Gene expression analysis of the pharyngeal arches in Ednra^Edn1/+ embryos. (A–T) Whole-mount in situ hybridization for Dlx2 (A and B), Fgf8 (C and D), Dlx5 (E and F), Dlx6 (G and H), Dlx3 (I and J), Pitx1 (K and L), Goosecoid (M–P), and Hand2 (Q–T) in E10.5 wild-type (A, C, E, G, I, K, M, O, Q, and S) and Ednra^Edn1/+ (B, D, F, H, J, L, N, P, R, and T) embryos. Arrows indicate the junction of maxillary and mandibular arches.
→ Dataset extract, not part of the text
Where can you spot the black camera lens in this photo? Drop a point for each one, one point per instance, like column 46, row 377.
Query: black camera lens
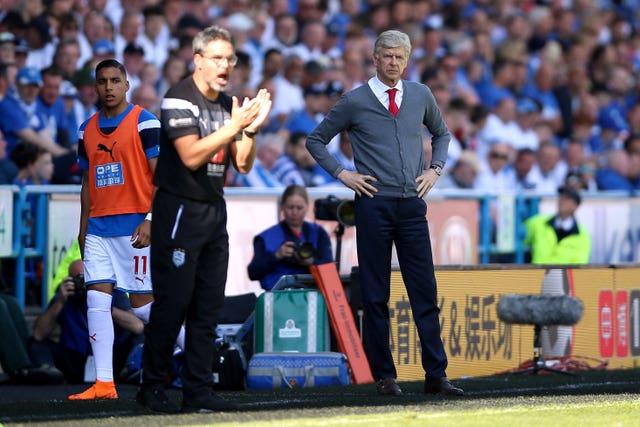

Yellow arrowheads indicate ectopic gene expression in the maxillary arch. hy, hyoid arch; md, mandibular arch; mx, maxillary arch.

Fig. 5.

Morphological transformation in Ednra^Hand2/+ ES cell-derived chimeric mice. (A) Representative surface appearance of E18.5 Ednra^Hand2/+ chimeric mice. Mutant mice demonstrate loss of vibrissae follicles, open eyelids (arrows), and polydactyly (arrowheads). (B–E) Craniofacial bone and cartilage elements of E18.5 Ednra^Neo/+ ES cell-derived (B) and Ednra^Hand2/+ ES cell-derived (C–E) chimeric mice. Whereas Ednra^Neo/+-chimeric mice show normal skeletal morphology (B), Ednra^Hand2/+-chimeric mice demonstrate transformation of the maxilla into dentary-like bone (C), which fuses to the premaxilla and contains an ectopic incisor at the tip (D). The condylar and angular processes of the dentary, gonial, ectotympanic, and squamosal bones were often malformed or absent (E). (F–I) Craniofacial skeletons of E15.5 wild-type (F and H) and Ednra^Hand2/+-chimeric (G and I) mice. Ectopic formation of MC-like, rod-shaped cartilage is present often with small and deformed ala temporalis in Ednra^Hand2/+-chimeric mice. The malleus, incus, stapes, and styloid process are deformed. agp, angular process; at, ala temporalis; cdp, condylar process; crp, coronoid process; dnt, dentary; etm, ectotympanic; fmx, frontal process of maxilla; gn, gonial; hy, hyoid; in, incus; jg, jugal; ma, malleus; mx, maxilla; pmx, premaxilla; sp, styloid process; sq, squamosal; st, stapes; UI, upper incisor; *, ectopic structure.